A researcher in Grenoble, France is developing an application in the form of a game to help young children with autism recognize, identify and reproduce emotions on their faces through an avatar.
Building on innovation to strengthen human relationships. Such is the goal of Emoface, an application that aims to help autistic children understand, learn and express emotions to better manage social interactions.
Adela Barbulescu, a computer scientist at the University of Grenoble Alpes, developed the tool by finding inspiration when writing her thesis on the analysis of facial expressions and emotions. The 31-year-old scientist worked with autistic children and adolescents as well as medical institutions’ staff for more than a year to understand their needs and develop this application. For Adela, “the avatar offers children a dynamic, interactive situation where the morphology of a face can be changed”.

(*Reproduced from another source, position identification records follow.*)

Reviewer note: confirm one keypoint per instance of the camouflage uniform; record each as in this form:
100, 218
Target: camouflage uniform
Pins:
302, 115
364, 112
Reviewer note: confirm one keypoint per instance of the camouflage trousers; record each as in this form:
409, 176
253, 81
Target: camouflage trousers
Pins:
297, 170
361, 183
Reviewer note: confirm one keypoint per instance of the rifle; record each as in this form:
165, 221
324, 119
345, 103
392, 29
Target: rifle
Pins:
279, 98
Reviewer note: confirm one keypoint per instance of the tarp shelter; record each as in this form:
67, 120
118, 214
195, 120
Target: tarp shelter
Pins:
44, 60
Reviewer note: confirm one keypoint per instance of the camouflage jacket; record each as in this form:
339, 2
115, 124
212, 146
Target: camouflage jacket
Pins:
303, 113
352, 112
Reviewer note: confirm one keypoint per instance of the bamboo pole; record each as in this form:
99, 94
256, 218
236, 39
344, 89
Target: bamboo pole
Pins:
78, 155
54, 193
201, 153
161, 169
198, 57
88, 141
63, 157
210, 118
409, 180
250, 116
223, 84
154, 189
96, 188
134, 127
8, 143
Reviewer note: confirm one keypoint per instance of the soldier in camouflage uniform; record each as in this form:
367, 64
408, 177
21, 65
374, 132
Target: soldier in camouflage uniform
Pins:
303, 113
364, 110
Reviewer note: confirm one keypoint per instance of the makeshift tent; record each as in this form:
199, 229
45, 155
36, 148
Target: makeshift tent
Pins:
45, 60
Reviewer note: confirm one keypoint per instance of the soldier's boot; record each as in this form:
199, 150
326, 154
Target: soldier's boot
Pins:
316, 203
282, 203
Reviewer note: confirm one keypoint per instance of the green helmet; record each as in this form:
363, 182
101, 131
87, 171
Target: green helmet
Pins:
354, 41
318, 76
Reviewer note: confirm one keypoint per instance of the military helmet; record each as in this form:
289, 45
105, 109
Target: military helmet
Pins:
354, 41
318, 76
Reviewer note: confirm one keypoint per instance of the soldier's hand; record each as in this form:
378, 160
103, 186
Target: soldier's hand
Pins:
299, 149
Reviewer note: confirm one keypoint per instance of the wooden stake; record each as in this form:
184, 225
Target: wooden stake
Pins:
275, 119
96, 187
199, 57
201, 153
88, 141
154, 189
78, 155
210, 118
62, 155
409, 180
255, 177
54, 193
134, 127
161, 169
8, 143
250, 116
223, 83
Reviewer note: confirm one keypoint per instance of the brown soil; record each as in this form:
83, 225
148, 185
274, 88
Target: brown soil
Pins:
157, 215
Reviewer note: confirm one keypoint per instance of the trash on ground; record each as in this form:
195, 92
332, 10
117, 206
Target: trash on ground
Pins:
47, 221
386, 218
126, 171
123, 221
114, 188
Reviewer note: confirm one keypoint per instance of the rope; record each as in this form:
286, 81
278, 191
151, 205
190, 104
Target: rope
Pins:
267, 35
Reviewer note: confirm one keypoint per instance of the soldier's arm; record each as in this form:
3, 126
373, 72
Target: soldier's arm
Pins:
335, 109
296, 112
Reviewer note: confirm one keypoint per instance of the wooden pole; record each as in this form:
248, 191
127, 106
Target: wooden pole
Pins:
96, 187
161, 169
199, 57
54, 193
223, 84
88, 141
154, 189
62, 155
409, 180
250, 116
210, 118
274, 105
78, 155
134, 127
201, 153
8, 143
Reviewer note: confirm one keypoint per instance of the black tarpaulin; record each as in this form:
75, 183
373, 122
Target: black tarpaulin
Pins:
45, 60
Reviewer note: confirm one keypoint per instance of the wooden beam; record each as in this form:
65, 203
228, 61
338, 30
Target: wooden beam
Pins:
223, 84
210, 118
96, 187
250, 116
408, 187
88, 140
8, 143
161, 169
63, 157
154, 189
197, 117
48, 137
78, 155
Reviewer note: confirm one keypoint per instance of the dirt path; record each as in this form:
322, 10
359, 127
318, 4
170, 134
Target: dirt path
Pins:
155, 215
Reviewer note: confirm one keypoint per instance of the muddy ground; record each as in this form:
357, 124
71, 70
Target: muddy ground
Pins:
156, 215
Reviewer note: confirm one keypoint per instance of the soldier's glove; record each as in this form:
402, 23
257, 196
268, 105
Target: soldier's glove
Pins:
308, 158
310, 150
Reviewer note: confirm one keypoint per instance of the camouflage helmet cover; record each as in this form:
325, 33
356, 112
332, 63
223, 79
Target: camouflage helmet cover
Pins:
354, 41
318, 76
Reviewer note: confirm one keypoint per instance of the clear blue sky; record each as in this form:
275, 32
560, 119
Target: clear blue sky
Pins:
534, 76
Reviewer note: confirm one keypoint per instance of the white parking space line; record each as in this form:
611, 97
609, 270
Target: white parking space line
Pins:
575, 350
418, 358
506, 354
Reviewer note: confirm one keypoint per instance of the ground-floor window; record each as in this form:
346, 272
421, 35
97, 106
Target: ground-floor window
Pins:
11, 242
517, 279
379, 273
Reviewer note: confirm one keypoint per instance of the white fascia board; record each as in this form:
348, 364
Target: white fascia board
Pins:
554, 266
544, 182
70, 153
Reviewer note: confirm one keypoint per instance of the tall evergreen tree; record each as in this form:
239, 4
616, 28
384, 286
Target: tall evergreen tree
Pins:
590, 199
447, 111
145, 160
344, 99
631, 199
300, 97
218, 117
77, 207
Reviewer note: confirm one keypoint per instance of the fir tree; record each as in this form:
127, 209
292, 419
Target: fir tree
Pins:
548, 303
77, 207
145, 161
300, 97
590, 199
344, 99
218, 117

A useful application for families
The game first addresses emotional expression, for example displaying a smiling face. The child will then have to find in the pictograms the one that corresponds to the smile. Also, the child will have to recognize emotions that the game offers, choosing the right answer in a multiple-choice questionnaire. The next level allows him or her to practice understanding social situations with an explaining text. The child must then choose the right reaction to have between two faces expressing different expressions. Finally, thanks to the camera, the game asks the child to reproduce expressions on his face. The 3D avatar will come alive by measuring its success rate in reproducing the expression.
Sylvie, mother of the 9-year-old Mathis tested the home application. For her son, a non-verbal autistic, the tablet was a more playful way to work on emotions. The avatar trains Mathis to imitate the emotions he identifies. The last step will be for him to spontaneously reproduce an expression, like a grimace, elsewhere than at home.
A daily plus for autistic children
Dominique Dossena , director of the very first autism unit of APF France handicap in Grenoble since 2016, welcomed the tablet as a “daily plus” in addition to the basic methods used to help autistic children improve their facial expressions. Strongly focused on innovation, its teams, composed of 15 professionals for twenty children, tested Emoface on 6 emotions with children aged 6 to 15 years. “We will integrate it into our practices because the children’s reactions were very positive and the families are ready,” said the director.
An intuitive tool for the younger generation
Carine, a psychomotor therapist, has tested the prototype of Emoface in pairs with her neuropsychologist colleague on fifteen autistic young adolescents aged 13 to 20.
“We were able to use the app via a tablet during individual or small group support sessions and adapt the difficulty levels according to the age,” said Carine. The tablet made it possible to have a neutral link between the medical team and the autistic children.
The tablet remains an intuitive tool for this young generation. At the IME of Grenoble, the medical team hopes that such an application can provide improvements to the daily life of children, at the bakery or at the butcher, and help families. “We had this feeling with some young children who gradually managed to access higher levels of cognition” added the psychomotor therapist.